By eight P.M., Jagdish Uncle was in position at the bottom of the mountain, from where he could see the queue of pilgrims backed up along the pathway behind the special security checkpoint that had been set up.

Although he’d donned a baseball cap and black wraparound sunglasses, a number of locals saw through Jagdish Uncle’s disguise and stopped to chat. He was crestfallen at being so easily unmasked. Yet being a self-declared “socially minded person” with a reputation for enjoying a good gossip, he could hardly ignore them.

On a couple of occasions, the temptation to reveal that he was engaged in “top secret work” proved too hard to resist.

The mocking laughter that his claim provoked from a Jammu taxi wallah resulted in Jagdish Uncle blurting out that he was on the lookout for the thieves who’d robbed the Vaishno Devi shrine.

“Go ahead, make fun, but I will be the one smiling when the reward is mine!” he declared.

When the Dughals finally appeared at ten P.M., Jagdish Uncle was talking with a candy floss seller who said that he’d
heard that ten million rupees had been stolen from the shrine.

Had the couple not stuck out so prominently from the crowd, they would have slipped by Mummy’s man. And had the same Jammu taxi wallah not reappeared at the very moment that the couple was being helped into the back of a large Toyota four-by-four and called out in a mocking voice, “Oi, detective sahib, you’ll need a big cell to contain those two!” then perhaps Jagdish Uncle might have gone unnoticed as well.

Pranap Dughal, however, turned, caught Jagdish Uncle’s eye, and then climbed into the vehicle.

The Toyota promptly pulled away, the driver flashing his dippers and honking at the dozens of pilgrims and touts milling about on the road.

Fearing that he might have been spotted, Jagdish Uncle deemed it wise to take off his sunglasses and baseball cap before setting off in pursuit in Sweetie. Just like his fictional hero, Vimal, he was also careful to keep his distance as he followed the vehicle along the bypass that skirted Katra town. This became increasingly challenging when they joined the main road to Jammu and started to wind down through the hills. Despite the hour, the traffic was still heavy, and when the Dughals’ vehicle got stuck behind three trucks, Jagdish Uncle soon found himself only a couple of cars behind.

It was at this point that Mummy called for an update.

“I’m in pursuit, ji,” he assured her. “Target is in my sight. Everything is going to plan.”

He saw no need to mention his earlier indiscretion or the blather-mouthed taxi driver’s faux pas. No harm seemed to have been done.

“The traffic is quite heavy. We will reach Jammu in one hour fifteen minutes,” he reported.

When they reached the next bend, the Toyota managed
to overtake two of the three trucks, narrowly missing an oncoming bus and almost forcing a motorcyclist off the edge of the precipice.

Jagdish Uncle, who’d driven this stretch of road countless times, saw nothing unusual in this maneuver, even in the pitch dark, and after another half a mile, he managed to also pass the two trucks without sustaining so much as a nick on the car’s bodywork, although, admittedly, he passed within millimeters of a sedan.

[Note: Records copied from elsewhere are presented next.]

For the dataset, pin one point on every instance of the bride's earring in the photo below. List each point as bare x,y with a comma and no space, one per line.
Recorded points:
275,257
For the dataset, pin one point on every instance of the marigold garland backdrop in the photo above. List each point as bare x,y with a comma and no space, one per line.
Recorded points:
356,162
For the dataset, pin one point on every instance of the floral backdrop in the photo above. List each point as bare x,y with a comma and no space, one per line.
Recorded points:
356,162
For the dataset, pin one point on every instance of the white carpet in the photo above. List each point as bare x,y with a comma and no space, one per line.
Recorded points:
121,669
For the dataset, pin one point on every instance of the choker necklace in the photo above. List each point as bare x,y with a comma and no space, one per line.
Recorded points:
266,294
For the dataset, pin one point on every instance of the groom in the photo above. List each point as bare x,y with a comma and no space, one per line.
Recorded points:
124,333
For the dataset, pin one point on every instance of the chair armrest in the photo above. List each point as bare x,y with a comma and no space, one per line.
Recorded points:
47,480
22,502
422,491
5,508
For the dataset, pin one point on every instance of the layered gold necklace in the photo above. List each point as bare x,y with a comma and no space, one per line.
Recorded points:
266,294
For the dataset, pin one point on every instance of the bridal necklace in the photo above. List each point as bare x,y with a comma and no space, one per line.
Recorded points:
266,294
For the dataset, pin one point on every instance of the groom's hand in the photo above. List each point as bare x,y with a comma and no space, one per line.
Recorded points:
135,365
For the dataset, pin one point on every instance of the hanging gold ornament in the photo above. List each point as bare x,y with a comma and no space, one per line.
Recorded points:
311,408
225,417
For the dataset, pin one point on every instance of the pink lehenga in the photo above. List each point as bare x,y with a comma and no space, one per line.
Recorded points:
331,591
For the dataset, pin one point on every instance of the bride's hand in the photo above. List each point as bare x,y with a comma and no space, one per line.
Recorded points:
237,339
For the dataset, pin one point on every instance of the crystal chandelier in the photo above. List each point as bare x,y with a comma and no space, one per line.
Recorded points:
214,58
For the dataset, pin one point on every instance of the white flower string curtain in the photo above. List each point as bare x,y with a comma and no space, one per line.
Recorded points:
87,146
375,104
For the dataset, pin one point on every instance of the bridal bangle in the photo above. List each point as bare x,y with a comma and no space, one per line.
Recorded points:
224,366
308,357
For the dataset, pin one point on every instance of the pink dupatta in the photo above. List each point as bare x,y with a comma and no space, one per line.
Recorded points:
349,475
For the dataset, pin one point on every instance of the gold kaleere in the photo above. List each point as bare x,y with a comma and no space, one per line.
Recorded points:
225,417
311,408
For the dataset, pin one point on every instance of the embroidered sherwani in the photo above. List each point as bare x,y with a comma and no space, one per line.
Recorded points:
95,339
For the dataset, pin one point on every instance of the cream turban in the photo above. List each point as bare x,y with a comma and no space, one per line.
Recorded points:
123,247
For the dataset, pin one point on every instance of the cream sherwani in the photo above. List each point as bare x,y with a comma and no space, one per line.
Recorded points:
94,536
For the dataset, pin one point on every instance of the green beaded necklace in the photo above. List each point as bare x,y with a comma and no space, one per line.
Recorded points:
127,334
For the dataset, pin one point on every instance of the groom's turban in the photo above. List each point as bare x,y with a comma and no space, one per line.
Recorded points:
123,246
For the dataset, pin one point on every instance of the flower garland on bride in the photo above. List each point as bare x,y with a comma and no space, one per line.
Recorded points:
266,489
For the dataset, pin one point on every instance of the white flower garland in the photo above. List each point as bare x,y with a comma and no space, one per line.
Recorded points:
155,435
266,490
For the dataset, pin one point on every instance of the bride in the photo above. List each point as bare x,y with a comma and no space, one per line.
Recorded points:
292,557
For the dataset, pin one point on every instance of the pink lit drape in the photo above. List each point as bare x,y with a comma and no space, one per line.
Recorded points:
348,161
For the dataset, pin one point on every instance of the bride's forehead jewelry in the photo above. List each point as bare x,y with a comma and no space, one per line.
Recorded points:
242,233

On the next bend, the Toyota cleared the last truck, and not to be outdone, Jagdish Uncle quickly caught up. But when Pranap Dughal turned around in his seat and glared back at him, he knew for sure he’d been rumbled and that he and Sweetie were in for a daring chase. Indeed, on the next open stretch the Toyota accelerated away, and Jagdish Uncle slipped her into fourth and floored the accelerator.

He rounded the next bend at forty, nimbly overtaking an Ambassador.

A queue of cars stuck behind a tractor belching out a cloud of thick diesel fumes proved no obstacle either, and Jagdish Uncle and Sweetie proved yet again how accommodating oncoming traffic could be.

It was a beautiful thing, the synthesis between man and machine, he reflected as the Toyota appeared in his sights once again.

Still, there was no accounting for nature.

Jagdish Uncle had but a second’s warning to brace himself before a small boulder vanished beneath his wheels and there was an almighty crunch.

Sweetie swerved violently to the left and Jagdish Uncle slammed on the brakes, grinding to a halt inches from the edge of a two-hundred-meter drop beyond.

Out of the corner of his eye, he noticed the Toyota racing on and two of his wheels rolling after them down the hill.

Tubelight and Zia were sitting outside their ragpicker tent on the plot across from ICMB playing cards around a cow-dung fire.

It had been nearly an hour since the SUV with the tinted windows had returned with its front smashed in—the result of a head-on collision.

Fifteen minutes later, Dr. Sengupta, the head of research, had left work and Shashi had set off after him on his Vespa.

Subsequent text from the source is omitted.